“Il respiro del mondo”, è un percorso iniziato nel 2021 da Lipu, Enea, Università di Padova, Università della Tuscia, dedicato al rapporto tra umano e vegetale. Il prossimo 21 aprile si terrà il terzo convegno del ciclo, presso il Palazzo del Bo di Padova. Ne parliamo con Marco Dinetti, Responsabile Ecologia urbana della Lipu.
Perché questo ciclo di convegni?
Vogliamo contribuire a creare una nuova cultura del verde con un messaggio che parla delle piante come esseri viventi e senzienti, portatori di diritti che andrebbero riconosciuti formalmente. Le piante si sono evolute ben prima di noi, hanno adottato strategie adattative molto efficienti, riescono a sopravvivere a condizioni per noi proibitive.
Perché sostenete sia necessaria una riforma del pensiero e del lessico?
C’è una diffusa cecità alle piante (plant blindness) associata all’utilizzo di termini come ‘infrastrutture‘, ‘manutenzione‘, ‘verde attrezzato‘, ‘verde ricreativo‘. Questi termini appartengono a una logica antropocentrica, rimandano ad una generazione di piani e progetti che semplificano il rapporto uomo/piante a mera fornitura di servizi ecosistemici. Secondo questa visione, le piante sono a nostro uso e consumo. Tagliamo, abbattiamo e ripiantiamo.

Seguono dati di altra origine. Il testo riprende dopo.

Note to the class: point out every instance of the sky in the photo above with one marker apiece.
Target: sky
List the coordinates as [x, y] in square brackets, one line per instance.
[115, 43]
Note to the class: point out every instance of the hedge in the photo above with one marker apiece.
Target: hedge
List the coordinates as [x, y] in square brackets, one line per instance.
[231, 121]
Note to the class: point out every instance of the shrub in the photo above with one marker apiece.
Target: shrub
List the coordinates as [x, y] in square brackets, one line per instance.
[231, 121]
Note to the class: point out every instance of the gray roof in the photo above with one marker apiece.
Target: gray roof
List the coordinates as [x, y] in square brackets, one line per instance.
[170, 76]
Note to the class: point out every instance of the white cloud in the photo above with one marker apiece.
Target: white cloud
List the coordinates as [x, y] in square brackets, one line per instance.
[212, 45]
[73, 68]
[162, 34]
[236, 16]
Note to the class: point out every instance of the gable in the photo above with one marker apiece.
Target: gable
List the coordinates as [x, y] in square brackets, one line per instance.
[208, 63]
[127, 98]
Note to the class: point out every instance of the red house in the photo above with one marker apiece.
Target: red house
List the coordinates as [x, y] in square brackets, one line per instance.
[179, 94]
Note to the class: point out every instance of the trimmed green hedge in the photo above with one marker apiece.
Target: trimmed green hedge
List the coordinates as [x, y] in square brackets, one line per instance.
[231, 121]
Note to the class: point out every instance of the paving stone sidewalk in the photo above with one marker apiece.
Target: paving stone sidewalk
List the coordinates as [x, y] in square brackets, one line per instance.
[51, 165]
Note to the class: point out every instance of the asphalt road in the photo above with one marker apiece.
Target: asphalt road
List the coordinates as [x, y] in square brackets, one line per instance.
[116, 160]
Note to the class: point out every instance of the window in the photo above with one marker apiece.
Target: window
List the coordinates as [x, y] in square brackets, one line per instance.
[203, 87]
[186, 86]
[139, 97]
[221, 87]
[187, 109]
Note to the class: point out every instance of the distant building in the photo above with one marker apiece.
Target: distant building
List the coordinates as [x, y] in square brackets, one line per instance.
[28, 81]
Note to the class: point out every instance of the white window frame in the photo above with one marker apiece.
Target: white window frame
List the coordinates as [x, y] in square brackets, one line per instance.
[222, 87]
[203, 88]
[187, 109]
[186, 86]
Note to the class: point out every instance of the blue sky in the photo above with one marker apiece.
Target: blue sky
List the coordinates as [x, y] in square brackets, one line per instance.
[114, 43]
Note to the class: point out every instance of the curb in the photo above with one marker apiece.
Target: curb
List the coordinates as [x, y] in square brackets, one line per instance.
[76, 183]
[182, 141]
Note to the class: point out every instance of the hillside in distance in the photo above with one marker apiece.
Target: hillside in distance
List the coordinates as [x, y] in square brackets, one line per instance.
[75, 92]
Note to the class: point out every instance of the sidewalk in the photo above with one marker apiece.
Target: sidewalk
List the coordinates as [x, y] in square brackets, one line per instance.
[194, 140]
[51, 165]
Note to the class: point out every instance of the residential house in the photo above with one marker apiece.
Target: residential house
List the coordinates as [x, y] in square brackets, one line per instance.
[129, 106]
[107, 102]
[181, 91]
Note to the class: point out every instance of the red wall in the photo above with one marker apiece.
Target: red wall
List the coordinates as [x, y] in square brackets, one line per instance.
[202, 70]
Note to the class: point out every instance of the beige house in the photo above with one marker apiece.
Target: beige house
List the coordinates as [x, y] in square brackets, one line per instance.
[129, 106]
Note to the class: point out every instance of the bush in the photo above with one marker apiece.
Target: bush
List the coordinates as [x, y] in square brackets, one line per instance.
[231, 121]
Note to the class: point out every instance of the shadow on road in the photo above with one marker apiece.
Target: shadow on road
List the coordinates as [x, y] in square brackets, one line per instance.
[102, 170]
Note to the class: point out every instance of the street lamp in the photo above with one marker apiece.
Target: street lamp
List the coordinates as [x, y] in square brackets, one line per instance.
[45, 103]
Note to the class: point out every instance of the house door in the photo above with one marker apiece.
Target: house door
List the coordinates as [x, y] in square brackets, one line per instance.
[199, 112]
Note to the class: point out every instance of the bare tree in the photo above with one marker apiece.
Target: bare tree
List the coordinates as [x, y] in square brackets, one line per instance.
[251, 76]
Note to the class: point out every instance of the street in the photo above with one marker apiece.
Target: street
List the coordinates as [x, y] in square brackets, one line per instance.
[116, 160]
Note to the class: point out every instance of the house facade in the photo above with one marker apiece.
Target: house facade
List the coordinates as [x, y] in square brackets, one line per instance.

Pensiamo alle piante come oggetti, semplici merci inanimate sugli scaffali del supermercato del mondo, prodotti usa e getta. Si abbattono alberi per potenziare l’infrastruttura viaria, dei servizi di rete o telefonia o elettrici, poi con le compensazioni se ne ripiantano altri. Questo muove l’economia ma è un grave danno inflitto all’ecosistema: distrugge le specificità e le relazioni, ignora totalmente la capacità di sentire delle piante. Così, a fronte di un gran parlare (e operare) per nuovi impianti di alberi (forestazione urbana), poco si parla e ci si adopera per tutelare le piante e le aree verdi esistenti, fondamentali per la qualità ambientale e il benessere psico-fisico della gente.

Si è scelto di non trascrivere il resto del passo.